Media advocacy groups say the Internet is becoming the new battleground for press freedom as authoritarian governments around the world crack down on growing expressions of dissent on the web.
From China to Iran, bloggers have provided voices of dissent in places where few, if any, were heard before.
But a group of U.S. congressmen and press freedom activists are drawing attention to the growing censorship of online journalism around the world.
Committee to Protect Journalists Deputy Director Robert Mahoney says bloggers are often more vulnerable than traditional journalists.
"Whereas in the past journalists worked usually for a newspaper or a broadcasting company and had some kind of institutional-corporate protection, they had colleagues and on staff they had lawyers who could help them when they got into trouble - now more and more of these bloggers are independent, freelancers even, they have no backing, they are on their own when their up against these huge oppressive government bureaucracies," Mahoney said.
The Committee to Protect Journalists says last year it found at least 68 bloggers, Web-based reporters and online editors under arrest worldwide. That was half the total number of journalists in jail.
Journalism groups worry that even those who are not jailed may be censoring themselves as a consequence of the crackdowns.
Iranian blogger Omid Memarian was imprisoned in 2004 for his work as a journalist. He later left Iran and monitored the bloody repression of street protests that followed the elections in June 2009.
"If it was not for the Internet, God knows how many more people would have been killed on the streets of Tehran and other cities," Memarian said.

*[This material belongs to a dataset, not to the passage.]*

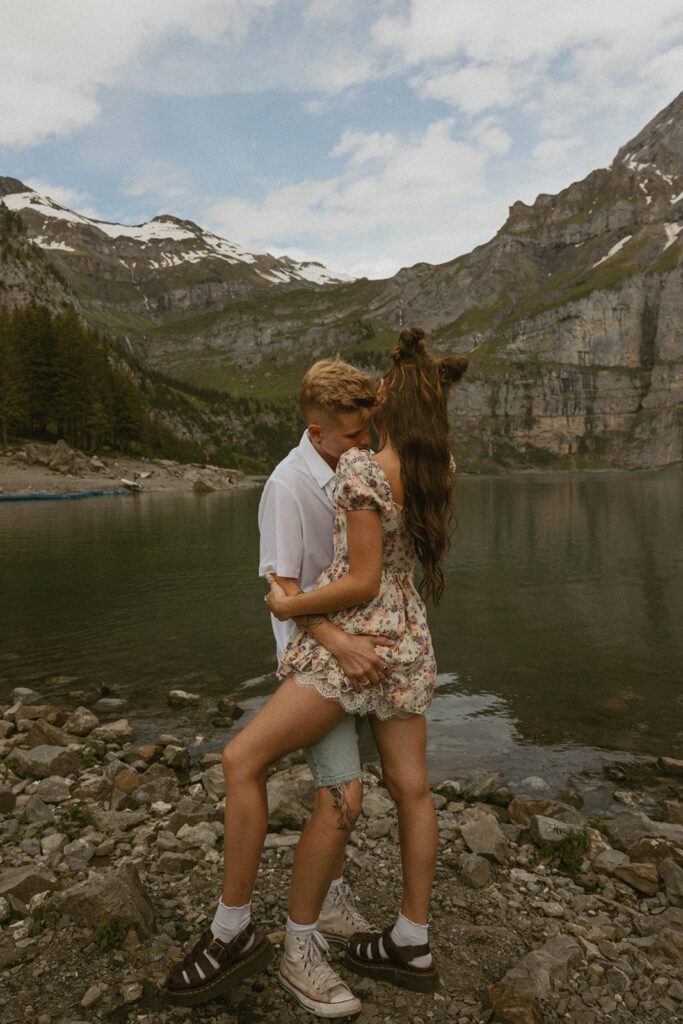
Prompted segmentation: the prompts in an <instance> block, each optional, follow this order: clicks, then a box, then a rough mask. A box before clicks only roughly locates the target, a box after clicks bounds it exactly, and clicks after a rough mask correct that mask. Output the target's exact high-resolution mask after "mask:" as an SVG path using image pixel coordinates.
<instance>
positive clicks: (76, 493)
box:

The Internet is being used to expose torture, organize public protests, and push the limits of acceptable speech in repressive societies.
Blogging has taken off in China in recent years. Tienchi Martin-Liao of the Independent Chinese PEN center estimates there are now tens of millions of bloggers. But the government is using technology developed in the West to monitor everything from e-mail to voice over the internet.
She said Western companies should follow Google's lead and stop cooperating with the Chinese government.
"Do they want do the evil and make their business, or do they also want to make their contribution to try to help this country out of this dilemma, out of this controlling system," asked Martin-Liao.
Freedom of speech activists say there is an increasing arsenal of software that helps online journalists circumvent attempts at censorship. But countries like Iran and China have become increasingly sophisticated at using technology and blogging propaganda.